This Copernicus forms the most important of the radiating system, situated in the southern hemisphere, according to Tycho Brahé. It rises isolated like a gigantic lighthouse on that portion of the Sea of Clouds, which is bounded by the "Sea of Tempests," thus lighting by its splendid rays two oceans at a time. It was a sight without an equal, those long luminous trains, so dazzling in the full moon, and which, passing the boundary chain on the north, extends to the "Sea of Rains." At one o'clock of the terrestrial morning, the projectile, like a balloon borne into space, overlooked the top of this superb mountain. Barbicane could recognize perfectly its chief features. Copernicus is comprised in the series of ringed mountains of the first order, in the division of great circles. Like Kepler and Aristarchus, which overlook the Ocean of Tempests, sometimes it appeared like a brilliant point through the cloudy light, and was taken for a volcano in activity. But it is only an extinct one, – like all on that side of the moon. Its circumference showed a diameter of about twenty-two leagues. The glasses discovered traces of stratification produced by successive eruptions, and the neighbourhood was strewn with volcanic remains which still choked some of the craters.
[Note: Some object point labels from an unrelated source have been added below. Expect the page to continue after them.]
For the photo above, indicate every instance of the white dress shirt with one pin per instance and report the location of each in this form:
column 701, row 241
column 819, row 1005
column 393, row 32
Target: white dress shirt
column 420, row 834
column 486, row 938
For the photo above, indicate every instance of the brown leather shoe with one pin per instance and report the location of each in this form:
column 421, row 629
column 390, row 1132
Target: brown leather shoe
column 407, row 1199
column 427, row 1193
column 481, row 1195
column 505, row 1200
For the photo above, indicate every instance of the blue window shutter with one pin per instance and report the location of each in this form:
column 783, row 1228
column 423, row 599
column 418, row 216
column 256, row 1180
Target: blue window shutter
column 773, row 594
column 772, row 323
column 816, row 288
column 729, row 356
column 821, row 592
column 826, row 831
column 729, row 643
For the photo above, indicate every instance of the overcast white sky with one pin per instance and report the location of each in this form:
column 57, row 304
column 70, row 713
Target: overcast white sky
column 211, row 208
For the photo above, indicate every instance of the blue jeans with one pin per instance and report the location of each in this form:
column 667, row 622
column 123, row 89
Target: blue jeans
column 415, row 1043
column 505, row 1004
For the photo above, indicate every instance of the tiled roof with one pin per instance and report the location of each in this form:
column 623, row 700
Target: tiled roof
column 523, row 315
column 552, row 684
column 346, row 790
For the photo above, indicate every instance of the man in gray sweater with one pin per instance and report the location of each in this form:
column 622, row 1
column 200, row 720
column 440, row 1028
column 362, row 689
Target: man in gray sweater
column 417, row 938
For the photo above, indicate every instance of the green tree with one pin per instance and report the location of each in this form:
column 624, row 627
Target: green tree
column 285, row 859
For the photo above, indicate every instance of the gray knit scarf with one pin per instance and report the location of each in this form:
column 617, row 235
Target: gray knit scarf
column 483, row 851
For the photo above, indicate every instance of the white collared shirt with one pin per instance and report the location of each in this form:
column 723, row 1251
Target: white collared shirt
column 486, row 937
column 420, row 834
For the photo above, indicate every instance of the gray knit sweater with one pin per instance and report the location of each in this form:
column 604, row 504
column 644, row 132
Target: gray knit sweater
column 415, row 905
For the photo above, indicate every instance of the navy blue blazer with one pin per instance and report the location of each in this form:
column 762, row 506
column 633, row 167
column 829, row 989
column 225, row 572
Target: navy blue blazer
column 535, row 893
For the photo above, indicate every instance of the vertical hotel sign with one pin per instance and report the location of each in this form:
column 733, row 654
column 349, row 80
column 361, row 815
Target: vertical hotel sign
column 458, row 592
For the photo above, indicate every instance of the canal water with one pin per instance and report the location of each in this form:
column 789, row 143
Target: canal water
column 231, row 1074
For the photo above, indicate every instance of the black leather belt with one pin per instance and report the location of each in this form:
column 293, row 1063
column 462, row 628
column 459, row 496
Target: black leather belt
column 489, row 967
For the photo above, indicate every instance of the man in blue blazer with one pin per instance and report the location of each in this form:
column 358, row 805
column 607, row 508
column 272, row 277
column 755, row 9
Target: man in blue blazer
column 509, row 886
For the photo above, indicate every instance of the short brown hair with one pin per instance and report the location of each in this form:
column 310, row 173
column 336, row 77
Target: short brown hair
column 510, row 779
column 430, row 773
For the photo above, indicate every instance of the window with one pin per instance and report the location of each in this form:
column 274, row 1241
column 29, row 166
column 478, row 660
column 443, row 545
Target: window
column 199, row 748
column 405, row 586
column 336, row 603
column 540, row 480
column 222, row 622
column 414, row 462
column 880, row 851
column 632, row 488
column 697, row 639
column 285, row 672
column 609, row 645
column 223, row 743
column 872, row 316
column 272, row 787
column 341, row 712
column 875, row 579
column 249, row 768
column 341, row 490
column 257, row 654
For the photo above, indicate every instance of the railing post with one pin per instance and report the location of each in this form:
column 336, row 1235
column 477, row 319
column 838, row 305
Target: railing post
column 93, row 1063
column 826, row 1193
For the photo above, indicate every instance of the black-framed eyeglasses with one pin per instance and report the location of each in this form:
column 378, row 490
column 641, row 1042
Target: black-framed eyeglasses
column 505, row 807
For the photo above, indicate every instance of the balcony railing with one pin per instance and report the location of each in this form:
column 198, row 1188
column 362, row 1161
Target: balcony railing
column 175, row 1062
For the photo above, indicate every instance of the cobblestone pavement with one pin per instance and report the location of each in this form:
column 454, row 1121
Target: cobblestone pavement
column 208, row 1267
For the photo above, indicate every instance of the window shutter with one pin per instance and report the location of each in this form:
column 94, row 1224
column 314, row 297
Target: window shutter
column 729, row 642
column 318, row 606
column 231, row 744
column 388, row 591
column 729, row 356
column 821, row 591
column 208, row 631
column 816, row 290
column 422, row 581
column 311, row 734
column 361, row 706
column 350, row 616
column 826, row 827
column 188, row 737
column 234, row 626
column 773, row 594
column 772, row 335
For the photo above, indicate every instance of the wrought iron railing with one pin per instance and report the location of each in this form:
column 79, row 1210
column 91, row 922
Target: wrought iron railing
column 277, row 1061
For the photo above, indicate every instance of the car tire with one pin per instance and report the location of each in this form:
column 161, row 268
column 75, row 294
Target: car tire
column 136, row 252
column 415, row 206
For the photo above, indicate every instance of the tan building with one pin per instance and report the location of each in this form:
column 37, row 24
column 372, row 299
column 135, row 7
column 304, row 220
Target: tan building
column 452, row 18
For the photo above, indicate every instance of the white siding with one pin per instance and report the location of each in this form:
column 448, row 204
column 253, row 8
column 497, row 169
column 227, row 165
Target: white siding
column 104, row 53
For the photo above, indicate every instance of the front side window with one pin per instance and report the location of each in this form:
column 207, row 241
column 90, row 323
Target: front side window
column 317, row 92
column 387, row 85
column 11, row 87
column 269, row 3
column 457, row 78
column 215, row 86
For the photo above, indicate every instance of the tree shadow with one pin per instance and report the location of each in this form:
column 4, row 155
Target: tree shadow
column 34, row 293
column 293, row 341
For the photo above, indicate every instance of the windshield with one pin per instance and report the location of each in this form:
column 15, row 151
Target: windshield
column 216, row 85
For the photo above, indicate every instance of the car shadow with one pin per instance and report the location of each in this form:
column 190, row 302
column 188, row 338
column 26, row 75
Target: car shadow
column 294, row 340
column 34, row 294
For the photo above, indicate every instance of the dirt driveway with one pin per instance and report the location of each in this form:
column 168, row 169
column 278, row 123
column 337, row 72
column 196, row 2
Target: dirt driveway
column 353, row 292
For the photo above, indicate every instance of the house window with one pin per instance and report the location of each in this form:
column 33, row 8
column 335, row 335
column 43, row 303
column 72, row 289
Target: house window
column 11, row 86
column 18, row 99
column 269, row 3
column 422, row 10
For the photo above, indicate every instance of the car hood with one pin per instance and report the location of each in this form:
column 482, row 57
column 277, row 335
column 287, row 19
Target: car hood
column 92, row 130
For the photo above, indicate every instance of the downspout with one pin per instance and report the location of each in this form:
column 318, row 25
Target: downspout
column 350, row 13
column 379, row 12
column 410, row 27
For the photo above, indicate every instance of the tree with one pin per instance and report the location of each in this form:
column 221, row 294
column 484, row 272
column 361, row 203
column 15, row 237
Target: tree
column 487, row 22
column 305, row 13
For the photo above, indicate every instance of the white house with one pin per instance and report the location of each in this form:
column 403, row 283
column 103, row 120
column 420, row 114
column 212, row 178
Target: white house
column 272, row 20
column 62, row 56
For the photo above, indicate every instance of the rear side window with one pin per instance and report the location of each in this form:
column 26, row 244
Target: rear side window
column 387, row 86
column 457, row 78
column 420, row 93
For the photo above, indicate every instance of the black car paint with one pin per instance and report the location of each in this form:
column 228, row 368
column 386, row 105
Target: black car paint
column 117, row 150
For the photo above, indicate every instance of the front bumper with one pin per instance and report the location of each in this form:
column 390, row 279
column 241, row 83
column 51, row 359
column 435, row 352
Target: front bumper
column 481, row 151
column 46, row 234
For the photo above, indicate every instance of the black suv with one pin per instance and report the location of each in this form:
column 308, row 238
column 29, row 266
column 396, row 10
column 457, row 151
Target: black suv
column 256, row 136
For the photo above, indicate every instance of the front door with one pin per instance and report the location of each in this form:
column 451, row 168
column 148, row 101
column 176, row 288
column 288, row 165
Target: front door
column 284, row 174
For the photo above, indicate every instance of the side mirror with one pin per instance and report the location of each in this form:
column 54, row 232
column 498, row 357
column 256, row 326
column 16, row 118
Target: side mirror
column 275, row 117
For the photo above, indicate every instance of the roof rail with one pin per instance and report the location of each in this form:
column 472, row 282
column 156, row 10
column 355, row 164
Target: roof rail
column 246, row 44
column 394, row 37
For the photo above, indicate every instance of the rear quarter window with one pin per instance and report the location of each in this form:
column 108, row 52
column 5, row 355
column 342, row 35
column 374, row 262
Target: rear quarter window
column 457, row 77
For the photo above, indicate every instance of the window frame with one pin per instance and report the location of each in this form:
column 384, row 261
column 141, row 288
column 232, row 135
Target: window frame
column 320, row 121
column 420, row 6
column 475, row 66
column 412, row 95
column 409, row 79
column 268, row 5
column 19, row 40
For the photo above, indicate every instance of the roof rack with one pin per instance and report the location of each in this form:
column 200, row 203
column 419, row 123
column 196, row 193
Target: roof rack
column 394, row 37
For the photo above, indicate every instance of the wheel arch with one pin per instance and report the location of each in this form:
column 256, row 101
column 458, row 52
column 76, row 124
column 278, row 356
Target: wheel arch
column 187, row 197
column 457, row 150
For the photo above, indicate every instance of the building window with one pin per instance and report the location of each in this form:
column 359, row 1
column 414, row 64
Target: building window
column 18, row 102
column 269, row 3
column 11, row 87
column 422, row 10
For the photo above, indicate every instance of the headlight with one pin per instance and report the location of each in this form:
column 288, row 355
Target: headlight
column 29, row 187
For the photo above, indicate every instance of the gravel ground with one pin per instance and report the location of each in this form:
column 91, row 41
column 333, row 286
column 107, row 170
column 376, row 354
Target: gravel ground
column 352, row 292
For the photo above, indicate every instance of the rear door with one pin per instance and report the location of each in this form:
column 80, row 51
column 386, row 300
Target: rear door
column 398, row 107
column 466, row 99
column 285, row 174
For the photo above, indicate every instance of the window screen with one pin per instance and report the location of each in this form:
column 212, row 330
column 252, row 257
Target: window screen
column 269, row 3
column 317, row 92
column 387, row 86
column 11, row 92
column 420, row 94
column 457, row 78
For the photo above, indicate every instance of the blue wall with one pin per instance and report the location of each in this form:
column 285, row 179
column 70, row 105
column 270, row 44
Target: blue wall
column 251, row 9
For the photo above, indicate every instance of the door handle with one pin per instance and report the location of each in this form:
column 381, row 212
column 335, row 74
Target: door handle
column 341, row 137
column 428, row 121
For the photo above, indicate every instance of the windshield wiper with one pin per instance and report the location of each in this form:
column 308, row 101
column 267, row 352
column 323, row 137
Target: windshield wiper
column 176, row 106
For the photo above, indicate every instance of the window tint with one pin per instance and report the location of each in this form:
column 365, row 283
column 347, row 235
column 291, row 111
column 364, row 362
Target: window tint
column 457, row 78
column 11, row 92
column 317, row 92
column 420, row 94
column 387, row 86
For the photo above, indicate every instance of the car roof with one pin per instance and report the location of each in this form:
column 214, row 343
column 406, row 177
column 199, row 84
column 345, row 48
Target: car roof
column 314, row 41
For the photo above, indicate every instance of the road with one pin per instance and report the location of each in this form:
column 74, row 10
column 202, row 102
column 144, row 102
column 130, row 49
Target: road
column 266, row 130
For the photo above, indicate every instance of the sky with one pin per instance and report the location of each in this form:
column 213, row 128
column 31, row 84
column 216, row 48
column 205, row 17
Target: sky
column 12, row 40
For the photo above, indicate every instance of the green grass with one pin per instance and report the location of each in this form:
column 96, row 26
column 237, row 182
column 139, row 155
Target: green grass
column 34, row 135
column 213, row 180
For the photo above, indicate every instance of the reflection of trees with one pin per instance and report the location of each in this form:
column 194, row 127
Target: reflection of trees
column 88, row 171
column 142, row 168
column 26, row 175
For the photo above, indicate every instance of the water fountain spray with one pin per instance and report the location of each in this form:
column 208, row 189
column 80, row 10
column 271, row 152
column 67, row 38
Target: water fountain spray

"There exist," said Barbicane, "several kinds of circles on the surface of the moon, and it is easy to see that Copernicus belongs to the radiating class. If we were nearer, we should see the cones bristling on the inside, which in former times were so many fiery mouths. A curious arrangement, and one without an exception on the lunar disc, is that the interior surface of these circles is the reverse of the exterior, and contrary to the form taken by terrestrial craters. It follows, then, that the general curve of the bottom of these circles gives a sphere of a smaller diameter than that of the moon."
"And why this peculiar disposition?" asked Nicholl.
"We do not know," replied Barbicane.
"What splendid radiation!" said Michel. "One could hardly see a finer spectacle, I think."
"What would you say, then," replied Barbicane, "if chance should bear us towards the southern hemisphere?"
"Well, I should say that it was still more beautiful," retorted Michel Ardan.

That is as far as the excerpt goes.